He gave no details. A government source said the plan, whose contents were still being discussed with the Bank of Spain and the banking sector, would include haircuts for state-backed loans and recapitalisations of SMEs.
That would be in line with what the sectors hardest-hit by the crisis, including restaurant owners, have demanded, bringing them direct aid after the Spanish government initially provided mainly state-backed loans and furloughs.
"We don't just want to save businesses and jobs. We want to create new businesses and jobs," Sanchez told parliament.The Bank of Spain declined to comment.
Another government source told Reuters that the goal was to help companies cope with the pandemic but the exact instruments were still being worked out.
"Agreeing on the details (of haircuts) is very complicated," said a financial source with direct knowledge of the talks on the package.
A third government source stressed that this would in any case also need approval by the European Union's executive commission.
Several sources had told Reuters earlier this month that the government was preparing this new set of measures.
In November, Madrid extended its 140 billion euro ICO liquidity scheme until June, but that was not enough to offset the impact of the third wave of the pandemic on heavily indebted companies.
The European Commission has allowed member state governments to temporarily provide direct aid and convert some debt into grants to support their economies through the pandemic.

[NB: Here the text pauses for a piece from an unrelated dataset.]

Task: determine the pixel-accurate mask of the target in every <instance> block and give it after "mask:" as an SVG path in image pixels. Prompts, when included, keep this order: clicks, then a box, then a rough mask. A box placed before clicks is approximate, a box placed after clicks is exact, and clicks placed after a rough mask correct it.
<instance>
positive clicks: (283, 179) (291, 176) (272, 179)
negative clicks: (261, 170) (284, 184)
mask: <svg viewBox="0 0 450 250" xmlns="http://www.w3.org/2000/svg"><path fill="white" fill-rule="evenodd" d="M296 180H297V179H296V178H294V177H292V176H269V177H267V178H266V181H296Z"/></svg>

The implementation of haircuts on ICO loans is a controversial issue and the Spanish banking association has been saying that those measures are not a priority.
Under the plan being discussed, banks, who already share some guarantees with the state under the scheme, would also share some of those losses, a source told Reuters recently.
Consultant firm Oliver Wyman has been working with the Bank of Spain on assessing firms' financial needs and found that SMEs were in need of 5 billion euros while larger corporates required 7 billion euros in support, without saying if this should be direct cash injections or haircuts, according to a source with knowledge of the process. Oliver Wyman declined to comment.
The Spanish hospitality sector has been complaining that they were not getting the same help as in other EU countries, pointing to valued-added tax cuts for the catering industry in Germany or a reduction in social-security charges in France.
Spain has been one of the countries worst hit by COVID-19. Its tourism-dependent economy shrank a record 11% last year.